MACCHIO: Regardless of what you're communicating about, nine out of 10 times, if not 10 out of 10 times, the preferred method of communication is face to face, no matter what it is you're communicating about. If you're making a presentation on any subject matter, you're a lot more effective if you get to talk in person.
How do you see physician marketing techniques changing in the future?
MACCHIO: I think marketers today have to be a little bit more creative than in the past. I see an integrated mix of marketing tactics—e-mail, direct mail, dinner meetings, check studies, conferences. There are a lot of specialty pharmaceutical companies today that don't necessarily have the deep pockets of Big Pharma, and don't necessarily have full- fledged sales forces out in the field. They're going to have to rely on integrated marketing campaigns to get their message out to physicians.

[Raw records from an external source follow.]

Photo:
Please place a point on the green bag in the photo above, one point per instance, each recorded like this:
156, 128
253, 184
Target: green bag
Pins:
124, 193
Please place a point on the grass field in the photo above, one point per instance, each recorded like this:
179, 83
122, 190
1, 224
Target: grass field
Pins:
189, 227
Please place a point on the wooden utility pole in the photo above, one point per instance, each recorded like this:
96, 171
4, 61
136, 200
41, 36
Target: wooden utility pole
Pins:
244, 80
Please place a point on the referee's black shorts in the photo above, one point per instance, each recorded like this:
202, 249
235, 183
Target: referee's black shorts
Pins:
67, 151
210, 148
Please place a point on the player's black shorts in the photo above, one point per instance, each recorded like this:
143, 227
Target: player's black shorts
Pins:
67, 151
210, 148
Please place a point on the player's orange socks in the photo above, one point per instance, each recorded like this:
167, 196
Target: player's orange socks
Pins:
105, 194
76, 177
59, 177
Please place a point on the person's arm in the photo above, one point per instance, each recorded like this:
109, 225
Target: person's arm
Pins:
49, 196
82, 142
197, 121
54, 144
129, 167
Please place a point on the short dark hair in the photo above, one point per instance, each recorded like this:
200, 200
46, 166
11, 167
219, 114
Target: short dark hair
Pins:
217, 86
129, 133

Is there anything marketers can do to increase the response to e-detailing?
MACCHIO: One thing a marketer can do is make sure that any hyperlink to additional information is embedded in the e-mail. Don't expect somebody to cut and paste a hyperlink to go to a Web site. Also, a strong, succinct subject line is key to attracting attention to a message.
Only four percent of the prescribers you reached were physicians. Does that suggest that it's difficult to reach doctors directly?
MACCHIO: Yes, but there were also nurse practitioners and physican assistants that we did reach. And as long as you reach a prescriber, that's what the marketer is concerned with. As long as somebody's writing those scripts. Because, at the end of the day, that's what they're tallying.